The poem begins and ends with the woman calling, so we're going to go ahead and argue that the idea of calling is pretty darn important in the poem. Note that the speaker is specific—the woman isn't simply "speaking" or perhaps "asking" for the speaker. The "call," unlike these others ways of speaking, connotes some urgency, desperation, or maybe even fear or need—as in "a call for help." This ghost, whether she's real or just a figment of the speaker's imagination, is an agitated ghost. She's constantly demanding something from the speaker (even if we don't know what that something is).
- Lines 1-4 : The speaker imagines that the woman is calling to him, and in her call, she explains that she's changed. In the present, she's reverted to the woman of the distant (not the recent) past. This stanza seems desperate to us, because the ghost is expressing a desire to return to an impossible time. (Or is the speaker expressing this? Hmm. Food for thought…)

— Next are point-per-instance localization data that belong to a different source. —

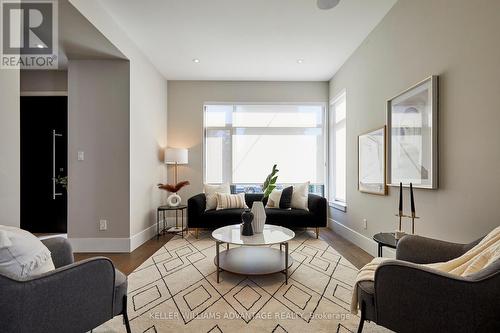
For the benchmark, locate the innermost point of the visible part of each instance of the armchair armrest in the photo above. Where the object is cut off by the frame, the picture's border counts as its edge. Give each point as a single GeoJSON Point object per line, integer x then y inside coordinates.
{"type": "Point", "coordinates": [60, 251]}
{"type": "Point", "coordinates": [423, 250]}
{"type": "Point", "coordinates": [412, 298]}
{"type": "Point", "coordinates": [73, 298]}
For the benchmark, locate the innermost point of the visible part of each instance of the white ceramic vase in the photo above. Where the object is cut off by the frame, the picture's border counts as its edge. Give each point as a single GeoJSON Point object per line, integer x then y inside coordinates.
{"type": "Point", "coordinates": [173, 200]}
{"type": "Point", "coordinates": [259, 217]}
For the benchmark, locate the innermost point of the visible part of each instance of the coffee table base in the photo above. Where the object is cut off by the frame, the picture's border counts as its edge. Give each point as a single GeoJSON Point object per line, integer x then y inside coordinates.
{"type": "Point", "coordinates": [253, 260]}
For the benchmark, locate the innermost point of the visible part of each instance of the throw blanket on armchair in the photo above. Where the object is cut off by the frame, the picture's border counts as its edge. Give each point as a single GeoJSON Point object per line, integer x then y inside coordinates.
{"type": "Point", "coordinates": [474, 260]}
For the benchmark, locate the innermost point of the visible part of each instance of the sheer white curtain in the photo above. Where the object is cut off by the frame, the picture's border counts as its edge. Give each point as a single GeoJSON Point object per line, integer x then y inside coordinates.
{"type": "Point", "coordinates": [242, 142]}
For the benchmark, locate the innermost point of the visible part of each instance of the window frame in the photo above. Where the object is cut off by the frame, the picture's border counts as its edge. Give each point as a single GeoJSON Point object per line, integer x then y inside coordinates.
{"type": "Point", "coordinates": [332, 200]}
{"type": "Point", "coordinates": [325, 131]}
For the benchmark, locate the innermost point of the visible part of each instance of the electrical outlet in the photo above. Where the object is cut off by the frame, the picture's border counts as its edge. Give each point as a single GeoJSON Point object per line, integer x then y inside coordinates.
{"type": "Point", "coordinates": [103, 225]}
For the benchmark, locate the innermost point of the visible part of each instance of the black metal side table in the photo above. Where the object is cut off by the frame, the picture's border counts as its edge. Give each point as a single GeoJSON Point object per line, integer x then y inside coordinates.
{"type": "Point", "coordinates": [177, 230]}
{"type": "Point", "coordinates": [385, 239]}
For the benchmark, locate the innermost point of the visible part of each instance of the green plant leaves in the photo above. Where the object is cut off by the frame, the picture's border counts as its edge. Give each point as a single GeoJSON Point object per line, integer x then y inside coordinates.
{"type": "Point", "coordinates": [270, 182]}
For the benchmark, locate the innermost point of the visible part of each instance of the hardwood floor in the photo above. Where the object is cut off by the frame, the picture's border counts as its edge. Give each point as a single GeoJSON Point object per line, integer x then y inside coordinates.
{"type": "Point", "coordinates": [127, 262]}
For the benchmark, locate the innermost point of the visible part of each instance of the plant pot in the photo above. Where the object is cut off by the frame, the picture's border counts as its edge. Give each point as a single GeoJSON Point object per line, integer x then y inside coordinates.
{"type": "Point", "coordinates": [259, 217]}
{"type": "Point", "coordinates": [247, 218]}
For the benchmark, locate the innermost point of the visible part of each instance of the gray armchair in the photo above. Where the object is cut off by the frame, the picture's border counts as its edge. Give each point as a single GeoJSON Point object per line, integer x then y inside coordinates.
{"type": "Point", "coordinates": [75, 297]}
{"type": "Point", "coordinates": [406, 297]}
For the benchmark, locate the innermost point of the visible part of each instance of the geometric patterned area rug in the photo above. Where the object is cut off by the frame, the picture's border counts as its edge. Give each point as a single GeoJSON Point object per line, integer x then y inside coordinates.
{"type": "Point", "coordinates": [175, 290]}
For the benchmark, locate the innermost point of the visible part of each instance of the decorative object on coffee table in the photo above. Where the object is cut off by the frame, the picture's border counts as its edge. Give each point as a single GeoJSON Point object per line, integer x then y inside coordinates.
{"type": "Point", "coordinates": [412, 140]}
{"type": "Point", "coordinates": [400, 233]}
{"type": "Point", "coordinates": [259, 213]}
{"type": "Point", "coordinates": [175, 156]}
{"type": "Point", "coordinates": [160, 215]}
{"type": "Point", "coordinates": [254, 256]}
{"type": "Point", "coordinates": [247, 218]}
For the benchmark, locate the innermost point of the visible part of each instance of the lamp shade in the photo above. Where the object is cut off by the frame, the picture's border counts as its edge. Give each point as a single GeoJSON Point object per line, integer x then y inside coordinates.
{"type": "Point", "coordinates": [176, 156]}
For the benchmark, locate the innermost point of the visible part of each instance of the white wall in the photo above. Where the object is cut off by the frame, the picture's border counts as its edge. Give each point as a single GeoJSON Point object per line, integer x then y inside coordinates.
{"type": "Point", "coordinates": [148, 124]}
{"type": "Point", "coordinates": [36, 80]}
{"type": "Point", "coordinates": [457, 40]}
{"type": "Point", "coordinates": [10, 184]}
{"type": "Point", "coordinates": [98, 125]}
{"type": "Point", "coordinates": [185, 115]}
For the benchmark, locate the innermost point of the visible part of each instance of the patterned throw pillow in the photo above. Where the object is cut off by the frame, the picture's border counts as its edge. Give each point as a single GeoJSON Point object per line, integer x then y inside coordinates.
{"type": "Point", "coordinates": [226, 201]}
{"type": "Point", "coordinates": [211, 194]}
{"type": "Point", "coordinates": [286, 198]}
{"type": "Point", "coordinates": [273, 201]}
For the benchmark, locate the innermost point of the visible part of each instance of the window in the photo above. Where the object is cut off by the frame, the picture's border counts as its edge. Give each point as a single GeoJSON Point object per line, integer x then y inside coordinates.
{"type": "Point", "coordinates": [337, 188]}
{"type": "Point", "coordinates": [242, 142]}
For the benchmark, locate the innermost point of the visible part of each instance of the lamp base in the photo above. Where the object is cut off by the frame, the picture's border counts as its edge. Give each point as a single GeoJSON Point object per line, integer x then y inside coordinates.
{"type": "Point", "coordinates": [173, 200]}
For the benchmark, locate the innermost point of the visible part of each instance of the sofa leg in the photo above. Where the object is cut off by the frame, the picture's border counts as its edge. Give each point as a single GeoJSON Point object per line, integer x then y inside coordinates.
{"type": "Point", "coordinates": [362, 317]}
{"type": "Point", "coordinates": [125, 315]}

- Line 5: The speaker isn't sure if he's actually hearing the woman's call. He asks her to appear. (She doesn't.)
- Lines 9-12: The speaker asks if he's actually hearing the wind, not the voice of a dead woman. He seems more sensible here.
- Lines 13-16: The poem ends with both the sounds of the wind and the sound of "the woman calling." The speaker refuses to choose between the two, to decide whether the voice is real or imagined out of desperation.